Meski singgah singkat, dengan berjalan kaki sambil memperhatikan Ōtemon, Ninomaru Sumi-yagura, Yakuimon, serta tanggul tanah dan bekas parit, Anda akan lebih mudah memahami gambaran keseluruhan Kastel Mito.
Di sekitarnya juga terdapat Kōdōkan dan spot lain yang berkaitan erat dengan sejarah Klan Tokugawa Mito.
Daripada hanya melihat situs Kastel Mito secara terburu-buru, dengan menggabungkan dengan spot sejarah di sekitarnya, Anda akan melihat keterkaitan antara kastel, pendidikan, dan pemerintahan klan.

Etika dan Hal yang Perlu Diperhatikan Saat Berkunjung
Situs Kastel Mito adalah tempat wisata sekaligus dekat dengan sekolah dan area perkotaan.

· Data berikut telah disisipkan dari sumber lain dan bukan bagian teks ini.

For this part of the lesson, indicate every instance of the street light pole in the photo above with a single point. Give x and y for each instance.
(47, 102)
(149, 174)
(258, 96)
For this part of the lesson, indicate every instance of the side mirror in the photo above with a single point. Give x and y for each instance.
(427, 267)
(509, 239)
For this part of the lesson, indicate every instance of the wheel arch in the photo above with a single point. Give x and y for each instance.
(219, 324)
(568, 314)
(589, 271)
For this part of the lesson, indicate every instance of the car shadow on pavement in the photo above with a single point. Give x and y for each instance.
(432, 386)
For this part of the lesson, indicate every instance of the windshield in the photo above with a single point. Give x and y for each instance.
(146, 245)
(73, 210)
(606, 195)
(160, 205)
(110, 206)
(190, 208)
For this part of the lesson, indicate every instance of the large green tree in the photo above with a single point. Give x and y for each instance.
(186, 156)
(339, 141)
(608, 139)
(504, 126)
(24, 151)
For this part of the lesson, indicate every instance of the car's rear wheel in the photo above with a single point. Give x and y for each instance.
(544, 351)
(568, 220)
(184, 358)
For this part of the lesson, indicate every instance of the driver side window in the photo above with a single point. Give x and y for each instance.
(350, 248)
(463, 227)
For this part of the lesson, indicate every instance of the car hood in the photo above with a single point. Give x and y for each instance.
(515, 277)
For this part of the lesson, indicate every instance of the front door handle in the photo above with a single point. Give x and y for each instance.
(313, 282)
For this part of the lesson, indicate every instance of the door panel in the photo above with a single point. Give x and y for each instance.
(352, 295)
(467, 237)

Yakuimon berada di dalam area sekolah, jadi saat berkunjung, ikuti petunjuk dan hindari mengganggu pelajaran atau kegiatan sekolah.
Pihak pengelola juga menginformasikan bahwa kunjungan terkadang tidak dapat dilakukan karena adanya acara sekolah.

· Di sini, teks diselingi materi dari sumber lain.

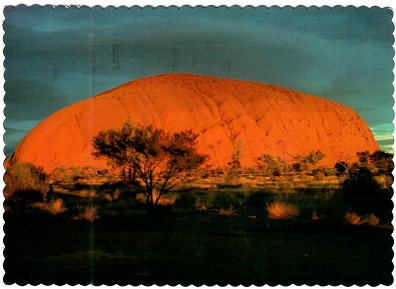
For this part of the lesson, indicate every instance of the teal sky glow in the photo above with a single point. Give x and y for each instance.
(57, 56)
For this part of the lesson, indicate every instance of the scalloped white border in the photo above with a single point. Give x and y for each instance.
(117, 3)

Ōtemon dapat dilalui, tetapi kendaraan tidak diperbolehkan lewat.
Sepeda dan motor harus dituntun saat melewatinya.
Untuk Ninomaru Sumi-yagura, secara resmi diumumkan bahwa kunjungan dengan membawa hewan peliharaan tidak diperbolehkan.
Demi menikmati tempat bersejarah, penting untuk berjalan sambil memeriksa area yang boleh dimasuki, lingkungan kehidupan sekitar, dan panduan setiap fasilitas.
Kesimpulan | Situs Kastel Mito, Spot Wisata Jalan Kaki untuk Membaca Topografi dan Sejarah
Situs Kastel Mito bukan situs kastel untuk memandang menara utama, melainkan tempat untuk membaca struktur kastel melalui tanggul tanah, parit, gerbang, yagura, dan Yakuimon.
Mengetahui keagungan "kastel tanah" yang berbeda dengan kastel berdinding batu akan sedikit memperluas cara pandang Anda terhadap kastel Jepang.
Sambil melihat bangunan restorasi Ōtemon dan Ninomaru Sumi-yagura, perhatikan juga topografi jalan menanjak dan dataran tinggi.
Inilah situs bersejarah khas Mito yang dapat dinikmati dengan berjalan kaki santai sambil merasakan sejarah Klan Tokugawa Mito.